I started out by browning the lamb shank in a little oil. When it was browned I removed it and cooked one chopped onion and about five roughly chopped cloves of garlic, scraping up the browned bits. Then I removed the garlic and onion, put the lamb shank back in, and covered the lamb with six cups of water. I added two avocado leaves (you could just use a bay leaf) and some Mexican oregano. While this simmered lightly I deveined and de-seeded two dried mulato chiles (Grandma's recipe calls for pasilla, but the Coop didn't have any). Then I heated the chilies with a little oil in a separate pan until soft. I combined the chilies with the onion and garlic in a blender and mixed until smooth. I saved the combination for later.

Once I had a flavorful broth (about 45 minutes) I added the chicken and three (drained) cans of hominy. I simmered this for about half an hour, until just before I was ready to serve. Then I removed the lamb shank and thighs, removed the meat from the bone, shredded it, and returned it to the pot. Just before serving I added the chile mixture, added salt, and cooked for another five minutes. For a garnish I chopped one small, beautiful, purple cabbage, four radishes, about 1/4 cup red onion, and a few lemons. Now I wonder if the lemon was a mistranslation. You hardly ever see lemons in Mexico -- only limes. I think limes would taste better.

Grandma serves the posole with tostadas, or crisp-fried corn tortillas. These are easy to make. Heat corn oil in a wide saucepan on high. When the oil is very hot cook each tortilla one by one. Cook on both sides until golden and crispy. Drain on paper towels. I had some (canned, oh the shame of it, though at least it was Amy's Organic) refried black beans so I smeared the tostadas with that. Lane grated some pepper jack on his. You can dress the tostadas with the meat from the posole and the garnishes.

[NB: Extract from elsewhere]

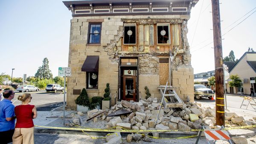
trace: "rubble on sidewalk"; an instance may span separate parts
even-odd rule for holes
[[[105,122],[104,124],[101,124],[102,127],[105,127],[101,128],[116,130],[188,130],[182,132],[189,132],[189,130],[201,129],[202,126],[206,129],[218,128],[216,126],[215,109],[205,107],[196,102],[184,104],[181,107],[165,108],[163,105],[160,107],[160,101],[155,98],[140,100],[138,102],[122,101],[105,111],[94,109],[88,112],[87,114],[79,112],[77,114],[71,114],[73,118],[70,121],[76,125],[82,125],[84,121],[81,117],[85,115],[87,120],[93,119],[93,121],[89,121],[95,126],[99,123]],[[256,118],[253,119],[245,121],[243,117],[239,116],[235,113],[227,112],[225,113],[225,127],[256,125],[254,122]],[[87,122],[86,120],[84,121]],[[65,124],[65,125],[73,126],[73,124]],[[95,126],[93,128],[98,127]],[[154,132],[151,134],[159,137],[159,133],[161,132]],[[148,134],[145,132],[140,133]],[[119,135],[115,134],[108,136],[107,138],[107,138],[108,144],[122,142],[122,138]],[[140,134],[132,133],[124,139],[128,142],[132,140],[137,141],[143,137]]]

I was very happy with how this turned out -- not too spicy, just aromatic and flavorful. If only I hadn't accidentally added too much salt. But these things happen when you see a moth fly out of your cupboard while you're pouring in the salt. There wasn't time for a homemade dessert so I served dulce de leche ice cream, one of Lane's all-time favorite flavors.

Happy afterlife, Grandma!

On a completely different note -- a shout out to Shar, who was mentioned in yesterday's Washington Post. Our mutual friend, Janet, reports in her blog, DC Rush Hour.

1 comment:

Co said...

What a great post! I love it when foods have personal significance. I have been cataloguing my much-less-impressive cooking feats recently, and it's made me a little more self-reflective about food. I made a side of broccoli sauteed in garlic and olive oil last week that I realized, while eating it, was extraordinarily comforting because it tasted like something my grandmom would have made. She used to buy extra-virgin olive oil by the gallon.